Tattoos, of course, have a long and colorful history around the globe. Tattoo collectors are more of an enigma and are not easily pigeon-holed or defined. You can be covered head to toe in tattoos and not be considered a "serious" collector by some. You can only have one big-ass tattoo covering most of your body and be called an elite collector. Recently, Teresa Sharpe of Unkindness Art in West Virginia emabarked on a series of complete torso tattoos on a couple of devoted clients. The amount of trust these clients have placed in Ms. Sharpe is astounding. The quality of the tattoo (because technically it really is just one tattoo) is jaw-dropping. The lucky recipients of Teresa's artistry have been vaulted to serious collector status.
What does being a tattoo collector get you in "the real world"? Mostly, incredulous stares from strangers and long, skeptical, looks from friends and family. Those who have not been infected with the tattoo bug utterly fail at understanding why flying across the country to have a giant viking warrior maiden tattooed on your thigh by Kelly Doty is important. But it is. To me at least. Know that your passion will be misunderstood by most. Understand that many will consider your tattoos and the money you have spent on them to be scandalous. Even people with tattoos will be appalled by how much money you have spent. That's OK - just one less person emailing your dream artist, right?
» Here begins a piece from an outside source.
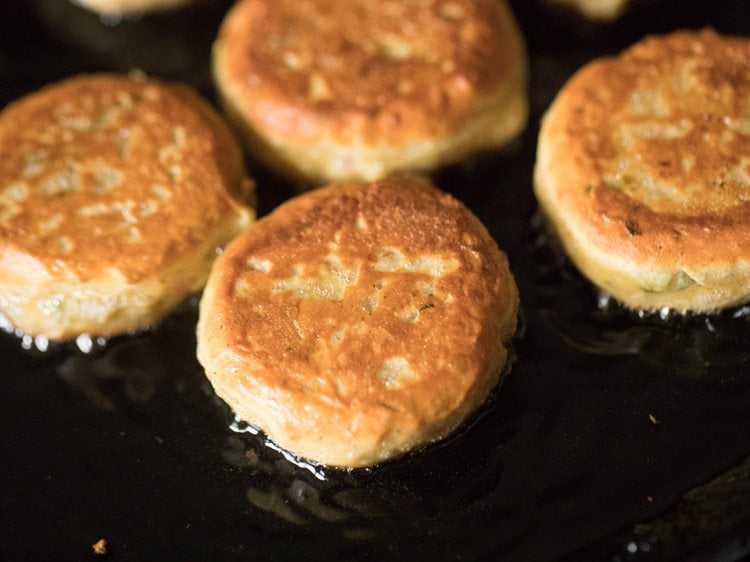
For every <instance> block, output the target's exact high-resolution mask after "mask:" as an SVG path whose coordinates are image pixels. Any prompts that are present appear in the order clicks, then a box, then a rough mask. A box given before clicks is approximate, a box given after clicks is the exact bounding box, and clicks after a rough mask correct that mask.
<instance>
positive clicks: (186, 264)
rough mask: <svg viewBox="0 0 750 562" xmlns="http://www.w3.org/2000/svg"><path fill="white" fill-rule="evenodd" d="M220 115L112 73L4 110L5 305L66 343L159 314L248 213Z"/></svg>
mask: <svg viewBox="0 0 750 562" xmlns="http://www.w3.org/2000/svg"><path fill="white" fill-rule="evenodd" d="M251 188H252V184H251V183H250V182H249V180H248V179H247V178H246V176H245V171H244V167H243V163H242V157H241V152H240V150H239V148H238V147H237V145H236V142H235V141H234V139H233V138H232V137H231V135H230V133H229V131H228V129H227V127H226V126H225V125H224V124H223V123H222V121H221V120H220V118H219V117H218V115H216V113H215V112H214V111H213V110H212V109H211V108H210V107H209V106H208V105H207V104H206V103H205V102H203V101H202V100H201V99H199V97H198V96H197V95H196V94H195V93H194V92H193V91H192V90H191V89H189V88H187V87H184V86H175V85H167V84H163V83H161V82H157V81H155V80H147V79H145V78H142V77H141V78H139V77H133V78H128V77H124V76H116V75H90V76H80V77H76V78H72V79H69V80H66V81H64V82H60V83H58V84H54V85H52V86H48V87H46V88H44V89H42V90H40V91H39V92H37V93H34V94H31V95H29V96H27V97H25V98H23V99H21V100H19V101H17V102H15V103H12V104H11V105H9V106H8V107H6V108H5V109H4V110H3V111H2V113H0V313H2V315H4V316H6V317H7V318H8V319H9V320H10V322H11V323H12V324H13V325H14V326H15V327H16V328H18V329H20V330H21V331H23V332H26V333H28V334H33V335H41V336H46V337H49V338H53V339H66V338H71V337H75V336H76V335H78V334H81V333H90V334H96V335H107V334H114V333H118V332H123V331H127V330H131V329H134V328H137V327H139V326H142V325H144V324H148V323H151V322H154V321H155V320H157V319H158V318H159V317H161V316H162V315H163V314H164V313H165V312H166V311H167V310H168V309H169V308H171V307H172V306H173V305H175V304H176V303H178V302H179V301H180V300H182V299H183V298H184V297H185V296H186V295H188V294H189V293H191V292H194V291H196V290H198V289H200V288H201V287H202V285H203V283H204V282H205V279H206V277H207V275H208V270H209V268H210V265H211V263H212V262H213V259H214V258H215V255H216V252H215V250H216V248H217V247H220V246H222V245H224V244H225V243H227V242H228V241H229V240H230V239H231V238H232V237H234V235H235V234H236V233H237V232H238V231H239V230H241V229H242V228H244V227H245V226H247V225H248V224H249V223H250V222H251V220H252V217H253V212H252V209H250V208H248V207H247V206H246V205H245V204H244V203H242V202H241V200H242V199H246V198H247V196H248V195H249V190H250V189H251Z"/></svg>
Tattoo culture encompasses so many different kinds of people - both artists and clients. In this day and age, saying you have a tattoo is about as titillating as saying you have bangs or fillings in your teeth. How you tattoo yourself is a personal decision that is entirely up to you and you alone (unless you have a boyfriend or girlfriend that demands their name on your skin. Re-think that relationship.) Does it matter if you are considered a tattoo collector? No. It only matters to you and maybe to the tattoo artists who prefer to work with serious collectors. Why would tattoo artists make this distinction? Because serious collectors are not going to haggle, want tiny tattoos, drag their feet, or demand a lot of control. It would be like hiring a house painter and telling him to "do his thing" but in blue, and you will be happy with what you get. That is a level of artistic freedom for a tattoo artist that is exhilirating and career expanding. It's not like a tattoo artist can head down to the body shop and pick up a few torsos to work out some big creative ideas on. At least I hope not. The collectors that will give trust, freedom, and creative license to an artist are rare and sought out by certain artists so they can expand their craft. It is a powerful symbiotic relationship that provides us with tattoo eye candy and for that, we thank you tattoo collectors.
And when it comes to tattoos? Like potato chips - I challenge you to stop at just one.